Written from our farmhouse outside Iowa City on a snowy fall morning, November 12, 2019.
My first year officially producing live performance, we devised and mounted five shows. The Scooty and JoJo Show will live forever as one of the wildest, funnest, most satisfying ventures of my turns around this planet. Scooty just recently reminded me that we had been dreaming of this for a while - producing cabaret performance with my big-headed church puppets that I had saved from a Southern Baptist mission center in Detroit on our way moving from Seattle to New York City. You see, I met this charming man in Seattle just as I was coming out in my mid-20s. I wanted to party and let my hair down, having hidden in the shadows for most of my youth for fear of being found out and to maintain my abuser’s well-being. I wanted to get it out of my system so I wouldn’t have a midlife crisis later in life when there was more to lose. So, I was moving to New Orleans or New York City. The fact that I could have a guide and kick-around pal as fun as Scooty sealed the deal - to New York we go. And on the way across coasts, I reunited with my puppets. Maybe that was when I started plugging in the chords of my life, bringing me to this wholeness and this curiosity of how we might mend tears in our cultural fabric. But I digress.
The first year of The Scooty and JoJo Show, we made one storyline of Breakfast Club, Sixteen Candles, and Pretty in Pink, positioning Molly Ringwald as the star of the show and using the iconic songs from those movies as musical numbers. I got to play Ducky. As a big-headed church puppet. Scooty had written the book and included the scene in the record store where Ducky performs Otis Redding’s “Try a Little Tenderness” with his body. I was committed to pulling that off. I am of the school of puppetry where the puppeteer should be hidden and the puppet made to feel like a whole, sentient, unique being. That meant crouching while I danced, connecting both arm rods, and sliding across the floor. (One time, I slid right off the stage...and didn’t miss a beat.) Those were the days!

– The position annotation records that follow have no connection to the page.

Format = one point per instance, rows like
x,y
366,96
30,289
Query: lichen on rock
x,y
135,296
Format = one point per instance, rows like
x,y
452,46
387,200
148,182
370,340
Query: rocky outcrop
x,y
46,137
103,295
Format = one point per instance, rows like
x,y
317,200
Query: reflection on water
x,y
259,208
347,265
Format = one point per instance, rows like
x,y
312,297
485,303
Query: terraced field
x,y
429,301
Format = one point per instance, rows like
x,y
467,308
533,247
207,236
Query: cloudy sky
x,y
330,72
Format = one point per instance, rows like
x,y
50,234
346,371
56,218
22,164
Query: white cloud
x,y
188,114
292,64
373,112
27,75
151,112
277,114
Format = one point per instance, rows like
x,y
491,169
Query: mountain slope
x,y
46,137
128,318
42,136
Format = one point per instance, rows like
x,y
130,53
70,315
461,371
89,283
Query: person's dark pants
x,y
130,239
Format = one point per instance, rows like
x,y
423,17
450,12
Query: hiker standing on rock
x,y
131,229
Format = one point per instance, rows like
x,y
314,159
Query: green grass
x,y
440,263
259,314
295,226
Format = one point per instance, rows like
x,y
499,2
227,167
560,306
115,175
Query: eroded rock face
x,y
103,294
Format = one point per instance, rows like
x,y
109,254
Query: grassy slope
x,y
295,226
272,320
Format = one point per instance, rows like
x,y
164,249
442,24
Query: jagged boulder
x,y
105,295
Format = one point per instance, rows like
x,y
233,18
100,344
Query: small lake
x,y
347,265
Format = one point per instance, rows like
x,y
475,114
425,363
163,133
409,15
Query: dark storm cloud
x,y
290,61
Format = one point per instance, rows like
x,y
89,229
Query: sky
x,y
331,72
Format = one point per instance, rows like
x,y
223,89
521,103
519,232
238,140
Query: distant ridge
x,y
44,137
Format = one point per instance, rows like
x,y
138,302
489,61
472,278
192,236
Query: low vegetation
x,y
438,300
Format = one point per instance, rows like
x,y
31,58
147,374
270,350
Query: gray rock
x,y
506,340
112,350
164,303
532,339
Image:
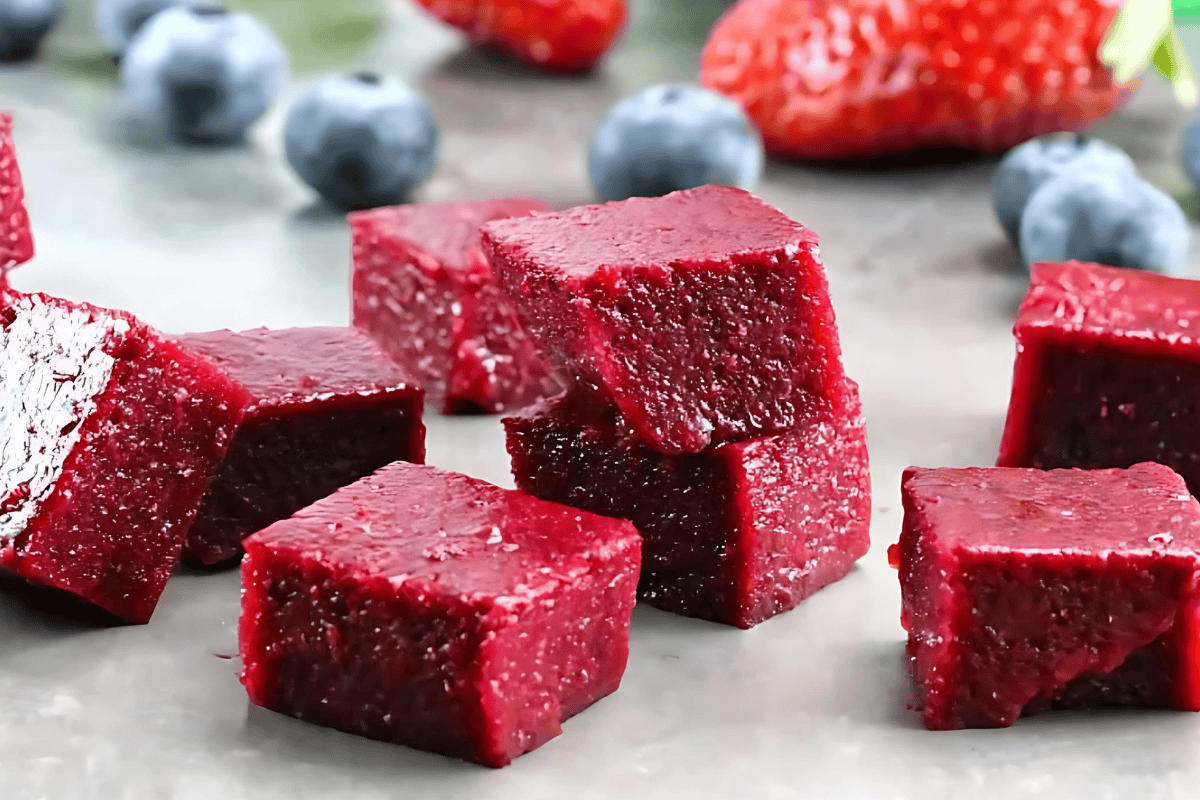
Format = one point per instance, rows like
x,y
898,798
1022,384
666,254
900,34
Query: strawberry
x,y
863,78
16,240
555,35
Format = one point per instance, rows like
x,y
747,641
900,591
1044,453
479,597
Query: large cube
x,y
1026,589
1108,371
425,292
437,611
329,407
16,238
702,316
111,435
736,534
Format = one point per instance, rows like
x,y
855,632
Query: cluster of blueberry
x,y
1068,197
363,140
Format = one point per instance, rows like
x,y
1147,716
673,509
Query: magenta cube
x,y
1107,373
328,408
112,434
736,534
703,316
436,611
425,292
1026,589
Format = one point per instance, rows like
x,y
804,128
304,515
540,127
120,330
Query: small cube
x,y
425,292
736,534
329,407
112,434
1025,589
16,236
1107,373
702,316
436,611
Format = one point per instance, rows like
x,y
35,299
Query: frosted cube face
x,y
53,366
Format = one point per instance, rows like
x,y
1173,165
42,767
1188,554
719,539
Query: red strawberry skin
x,y
553,35
16,238
843,79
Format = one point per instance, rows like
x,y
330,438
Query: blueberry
x,y
361,142
673,137
119,20
209,72
1027,167
1114,218
24,24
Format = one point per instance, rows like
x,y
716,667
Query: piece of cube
x,y
736,534
1026,589
425,292
112,434
1107,373
436,611
329,407
16,236
702,316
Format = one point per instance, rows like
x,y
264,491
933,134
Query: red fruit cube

I was reminded of the joys and dream fulfillment those days represented. Scott’s show Packing opened in Chicago this last week. It’s his memoir piece of growing up queer in Iowa, moving away and not being from Iowa, then returning home. It’s an epic, beautiful testimony to the bravery, resilience, honesty, and integrity of my favorite artist, person, and husband. (The rest of my husbands are much too dull.) It was hard watching my husband get beaten and mocked. It was harder to hear the nasty voice in his head - the antagonist of the play. It hurt partly because it sounded like me at my most nasty. And I can be nasty. It was the first thing Scott asked of me in our relationship - to curb the anger and soften the tone.
Had I been more tender
Had I held him longer
Had I listened more deeply
And so, I set out to offer more tenderness - to Scooty to JoJo to my niblings to loved ones to clients to strangers to everyone. I want to help us remember that each of us could use a little more tenderness in our lives. I want to especially be in service to the youth who are misfits. The queerdos - creatives, queers, and weirdos. To the ones who feel so strongly they don’t fit that they wonder about their worthiness to be their natural, authentic, unique being. I want to surround them with angel networks of people who say, “Yes, you are so worth it that I want to stand behind, beside, or before you, whether you need back-up, a sidekick, or protection. You tell me what you want, and I will do what I can to be there for you.” I want to travel to the country, the city, and stop in the ‘burbs along the way. So many of us want to be there for these misfits and don’t know how. I want to figure out how to link people to those they care about and find consensual, mutually supportive systems. I want to help us be the sunlight from this poem by St Thomas Aquinas and presented by Daniel Ladinsky in “Love Poems from God.”
did the rose
ever open its heart
and give to this world all of its beauty?